Even though the boat is too heavy to lift it casually (not unless you have a posse), it is still light enough that you can manually reposition it a bit - especially if one end (either forward or rear) rests on something while you lift the other.

Just something to add to your bag of tricks.

If you beach your boat, or "launch" it onto a piece of carpet (or soft grass), with the mast raised, you can then use a halyard to tip over the boat on its side. (It's quite well-controlled, either a helper or a concrete block is all that's needed to keep it level). You can work on the CB while the boat is on the side - one advantage is that the board is unlikely to fall the moment you disconnect it.

With two helpers it's possible to tip a DS on its side even w/o using the mast as a lever; but in that case, it's not stable unless you tip it a bit beyond 90 degrees (e.g. by propping it against a wall or tree, and you would want to actively secure it in that position. I had mine in the garage on its side for a winter (used blocks of styrofoam as supports; it stayed in that position until spring).

Many ways to go about this project.

PS: @badgley: I put a link into your post. Hope that works as intended (most people here don't know how to get from a post to someone's images).

Re: '77 DSII can't locate knot in centerboard for downhaul

PostPosted: Thu Aug 02, 2018 6:34 pm
by Champlaner
Hi I am emerging from years of lurking. Thanks to all for your contributions!

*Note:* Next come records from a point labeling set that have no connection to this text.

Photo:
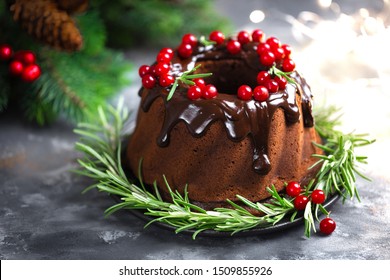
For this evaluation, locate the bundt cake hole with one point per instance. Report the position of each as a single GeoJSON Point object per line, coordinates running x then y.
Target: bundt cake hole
{"type": "Point", "coordinates": [229, 75]}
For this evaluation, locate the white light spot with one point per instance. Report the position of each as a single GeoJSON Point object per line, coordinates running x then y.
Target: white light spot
{"type": "Point", "coordinates": [257, 16]}
{"type": "Point", "coordinates": [325, 3]}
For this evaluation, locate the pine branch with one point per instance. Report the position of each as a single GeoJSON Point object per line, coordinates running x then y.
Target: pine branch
{"type": "Point", "coordinates": [101, 145]}
{"type": "Point", "coordinates": [75, 84]}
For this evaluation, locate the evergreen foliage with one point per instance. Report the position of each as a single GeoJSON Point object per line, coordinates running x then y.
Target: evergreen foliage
{"type": "Point", "coordinates": [73, 84]}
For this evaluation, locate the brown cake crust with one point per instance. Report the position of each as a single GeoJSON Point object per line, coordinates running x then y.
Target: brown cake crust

This reply is very late but I replaced my downhaul line from under the trailer without accessing the side of the CB 4 years ago. I thought there were threads here explaining that process, but here's my version: Just cut the rope off flush and drill out remaining rope/epoxy while lying on your back getting showered with the debris. Serious goggles and at least a paper mask required. I think I worked my way up in drill bit diameter to be safe. You'll know when you get to the cavity where the alleged knot resides (1.5 to 2 inches in?), encased in goop or epoxy. In order to hog that cavity out, cut the head off a long finish nail and bend a right angle on the sharp end which will barely fit through the hole. Chuck that into your drill and get as much rope debris and goop out as you can. Don't worry, anything will be sufficient. I used Staset 5/16" rope for the replacement. There is no way you are going to fit a knot through the hole with this rope, so either crimp a 180 degree bend in the end of the rope or just plan on stuffing enough rope so that it will curl around some in the cavity. Again, not that critical because you are going to epoxy it in place and I believe that would hold just about anything you do.

Take the rope out and inject some thickened epoxy, stuff the rope in, maybe using even thicker epoxy for the backfilling/last part. The hardest part is preventing the epoxy from wicking down the rope. Just do your best with that. In retrospect, some kind of rubber washer on the rope before installation could be used as a plug to hold the epoxy in, maybe pushed in enough to put some really thick epoxy afterward for the last 1/4 inch.

When I saw epoxy wicking onto my newly installed line, I ran for the tape and taped the line along the centerboard a few inches away to make sure it was pointing in the right direction for downhauling. That was a very good move! This year, I pulled my board for other reasons and replaced that line since I was there. My repair would have held for many more years, but there was a little fraying so I replaced it using the side access this time. Even with that access you still can't fit a knot in there, so it's really the epoxy doing the holding.

I'm doing a bunch of other things and will post some of my experiences soon, with pictures. I hope to sail before September!!